Fassina e Marchini, ovvero i voti che incasseranno, saranno l'ago della bilancia per Giachetti e Meloni per accedere al ballottaggio e poi per tentare di vincere la battaglia finale per diventare sindaco. Ma tutti oggi sperano di arrivarci al ballottaggio.
Poi ci sono otto "gregari", candidati che sanno di non avere chance ma ognuno con un suo preciso programma per conquistare magari un posto nell'aula Giulio Cesare: Mario Adinolfi (Popolo della Famiglia), Dario Di Francesco (Lista civica Viva l'Italia, Unione pensionati, Movimento per Roma, Lega centro), Simone Di Stefano (Casapound), Alfredo Iorio (Lista civica Patria Iorio sindaco), Michel Emi Maritato (Assotutela), Alessandro Mustillo (Partito Comunista), Carlo Rienzi (Lista Codacons),Fabrizio Verduchi (Lista Civica Italia Cristiana). La paura però, e i cinque big sfidanti lo sanno, è che la situazione di una città reale che si sente lontana dalla politica (e la lezione dell'assalto al centro rifugiati di Tor Sapienza è ormai di anni fa), possa alimentare l'astensionismo che è l'altro temibile competitor di questa tornata elettorale capitolina.

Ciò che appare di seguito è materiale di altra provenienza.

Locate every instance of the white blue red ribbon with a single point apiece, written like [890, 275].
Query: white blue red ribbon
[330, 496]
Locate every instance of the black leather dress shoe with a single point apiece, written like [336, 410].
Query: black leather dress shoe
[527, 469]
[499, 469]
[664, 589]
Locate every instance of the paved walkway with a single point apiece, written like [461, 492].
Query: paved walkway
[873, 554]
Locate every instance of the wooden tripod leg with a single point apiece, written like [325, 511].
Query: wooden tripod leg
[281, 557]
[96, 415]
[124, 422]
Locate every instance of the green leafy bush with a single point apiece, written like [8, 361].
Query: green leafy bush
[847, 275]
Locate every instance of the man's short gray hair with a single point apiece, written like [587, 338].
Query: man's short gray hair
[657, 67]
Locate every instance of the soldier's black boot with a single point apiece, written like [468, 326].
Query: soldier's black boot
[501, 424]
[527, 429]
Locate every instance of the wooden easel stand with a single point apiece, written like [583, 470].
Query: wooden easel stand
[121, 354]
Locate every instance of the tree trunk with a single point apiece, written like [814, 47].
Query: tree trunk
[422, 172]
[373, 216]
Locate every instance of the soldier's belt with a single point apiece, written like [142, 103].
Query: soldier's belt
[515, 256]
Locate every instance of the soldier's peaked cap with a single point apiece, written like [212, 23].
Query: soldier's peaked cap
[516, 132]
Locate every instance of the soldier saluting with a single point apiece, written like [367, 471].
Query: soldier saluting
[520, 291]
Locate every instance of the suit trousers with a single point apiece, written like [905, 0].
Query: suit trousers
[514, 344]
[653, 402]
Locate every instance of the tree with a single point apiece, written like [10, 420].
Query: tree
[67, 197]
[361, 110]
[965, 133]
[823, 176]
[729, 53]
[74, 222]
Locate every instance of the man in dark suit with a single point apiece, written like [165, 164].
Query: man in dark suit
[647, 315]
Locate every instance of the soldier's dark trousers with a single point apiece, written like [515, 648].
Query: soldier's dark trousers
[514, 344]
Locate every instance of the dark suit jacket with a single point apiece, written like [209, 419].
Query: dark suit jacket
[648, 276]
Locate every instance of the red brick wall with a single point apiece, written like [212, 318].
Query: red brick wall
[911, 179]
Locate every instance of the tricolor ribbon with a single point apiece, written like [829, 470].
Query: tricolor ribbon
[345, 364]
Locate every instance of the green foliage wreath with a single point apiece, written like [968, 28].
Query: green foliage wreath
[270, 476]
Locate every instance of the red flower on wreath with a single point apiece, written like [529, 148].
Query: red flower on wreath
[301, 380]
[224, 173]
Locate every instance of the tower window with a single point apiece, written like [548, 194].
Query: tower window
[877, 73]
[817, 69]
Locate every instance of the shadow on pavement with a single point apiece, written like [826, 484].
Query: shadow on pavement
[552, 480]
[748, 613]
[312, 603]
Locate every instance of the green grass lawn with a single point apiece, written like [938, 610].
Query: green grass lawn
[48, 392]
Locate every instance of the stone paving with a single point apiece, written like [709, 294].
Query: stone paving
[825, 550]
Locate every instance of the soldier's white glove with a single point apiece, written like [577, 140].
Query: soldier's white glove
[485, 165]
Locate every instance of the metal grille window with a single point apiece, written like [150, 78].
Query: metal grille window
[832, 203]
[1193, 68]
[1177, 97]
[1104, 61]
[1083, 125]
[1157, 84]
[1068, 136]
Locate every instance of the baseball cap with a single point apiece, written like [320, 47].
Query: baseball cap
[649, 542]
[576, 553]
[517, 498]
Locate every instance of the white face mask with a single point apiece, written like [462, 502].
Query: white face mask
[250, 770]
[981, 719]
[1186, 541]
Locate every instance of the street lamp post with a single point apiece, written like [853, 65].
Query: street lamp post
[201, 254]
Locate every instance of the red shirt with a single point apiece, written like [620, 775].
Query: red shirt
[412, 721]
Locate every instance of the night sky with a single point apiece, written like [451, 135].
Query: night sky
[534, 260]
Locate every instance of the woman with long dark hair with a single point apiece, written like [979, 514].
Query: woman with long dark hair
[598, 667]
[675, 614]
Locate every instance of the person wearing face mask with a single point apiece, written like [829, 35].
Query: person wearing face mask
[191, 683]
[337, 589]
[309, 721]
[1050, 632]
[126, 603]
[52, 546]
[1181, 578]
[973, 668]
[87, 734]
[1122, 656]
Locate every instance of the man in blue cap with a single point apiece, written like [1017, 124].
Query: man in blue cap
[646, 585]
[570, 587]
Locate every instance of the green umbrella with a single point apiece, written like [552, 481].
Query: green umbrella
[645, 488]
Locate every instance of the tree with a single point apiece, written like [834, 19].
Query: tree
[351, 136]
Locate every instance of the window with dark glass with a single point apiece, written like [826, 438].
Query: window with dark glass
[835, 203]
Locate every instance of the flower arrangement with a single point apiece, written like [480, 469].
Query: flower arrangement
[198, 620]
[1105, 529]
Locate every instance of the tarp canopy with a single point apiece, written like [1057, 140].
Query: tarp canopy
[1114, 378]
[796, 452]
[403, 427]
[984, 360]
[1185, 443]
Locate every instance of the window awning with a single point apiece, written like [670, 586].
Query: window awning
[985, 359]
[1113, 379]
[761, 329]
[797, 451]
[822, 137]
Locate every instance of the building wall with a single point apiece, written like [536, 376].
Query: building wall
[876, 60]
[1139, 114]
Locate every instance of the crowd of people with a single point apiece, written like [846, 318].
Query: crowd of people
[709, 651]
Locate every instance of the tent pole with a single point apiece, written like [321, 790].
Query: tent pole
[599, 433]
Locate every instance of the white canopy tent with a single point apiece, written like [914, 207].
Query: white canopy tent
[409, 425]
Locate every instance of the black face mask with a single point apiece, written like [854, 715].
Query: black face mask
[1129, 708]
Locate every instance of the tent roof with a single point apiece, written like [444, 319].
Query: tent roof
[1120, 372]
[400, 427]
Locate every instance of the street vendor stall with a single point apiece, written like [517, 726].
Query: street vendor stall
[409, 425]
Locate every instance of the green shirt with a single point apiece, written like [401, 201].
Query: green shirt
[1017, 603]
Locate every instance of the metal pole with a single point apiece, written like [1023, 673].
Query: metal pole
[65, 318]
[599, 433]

Ieri negli ultimi appelli, dalle piazze, dai tour, dal centro o dalla periferia ogni candidato ha voluto, metaforicamente, fare una chiamata alle urne scongiurando bagni al mare che pure il tempo romano permetterebbe e proprio ad Ostia, l'unico dei quindici municipi a non andare al voto perchè - ironia ma non della sorte- commissariato per mafia.